ない。鷹揚なうちにも才覚がほしいところである。

 玄蕃民部二人が引込んで客席に語りかけるところは、いささか説明口調で、愛

嬌が足りない。巻絹にふり放されての「てんどこれで二杯振られた」を最近は、

「やられた」という人が多いが、これは原本通り「振られた」でなければ色気が

ない。「やられた」というのは下品で耳ざわりである。

 しかし例の七つの見得になると大健闘。ことに腹ばいになって頬杖をつくとこ

ろは若いだけに最近の誰よりも形よくきまって上出来である。口跡はわるくない

が、万兵衛に「早う帰れ、帰れ帰れ」と世話にくだけるところが拙い。

 彦三郎の八剣玄蕃が例によって言語明晰、せりふ廻しがうまく、立派な大敵で

ある。当然のことながらこの一幕中第一の出来。

 対する亀三郎の秦民部は若いにもかかわらず、これもせりふ廻しがキッチリし

ている。これで体のこなし、芝居の仕方を一工夫すれば立派な御家老。

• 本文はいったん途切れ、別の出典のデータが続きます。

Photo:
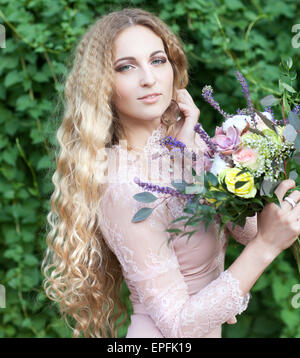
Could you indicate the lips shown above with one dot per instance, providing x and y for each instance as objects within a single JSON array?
[{"x": 150, "y": 95}]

思いがけ

ぬ収穫である。

 万次郎の巻絹は、この人の女形の目いっぱい突っ込む芸風が出て「ビビビビビ

ィ」などよく生きている。もっとも今度は幕開き、幕切れともに鉄之助のお局に

譲って巻絹は出ず。その鉄之助がしっとりといいお局である。これが一幕中第二

の出来。

 幸右衛門の小野春風は品はなくとも、しっかりしたせりふ廻しで舞台を締める。

高麗蔵の秀太郎がさすがによく、これが第三の出来である。桂三の小野春風はニ

ンはいいがどこか手持無沙汰に見える。

 小原の万兵衛は三津之助。

 巳之助の錦の前は、姿が細っそりした風情があって一体誰かと思ったが、幕が

閉まってから巳之助と聞いてビックリ仰天。声変わりなのが気の毒だが、声さえ

なおればこの人は女形として出世するかも知れない。

 前に亀三郎の解説「歌舞伎のみかた」がつく。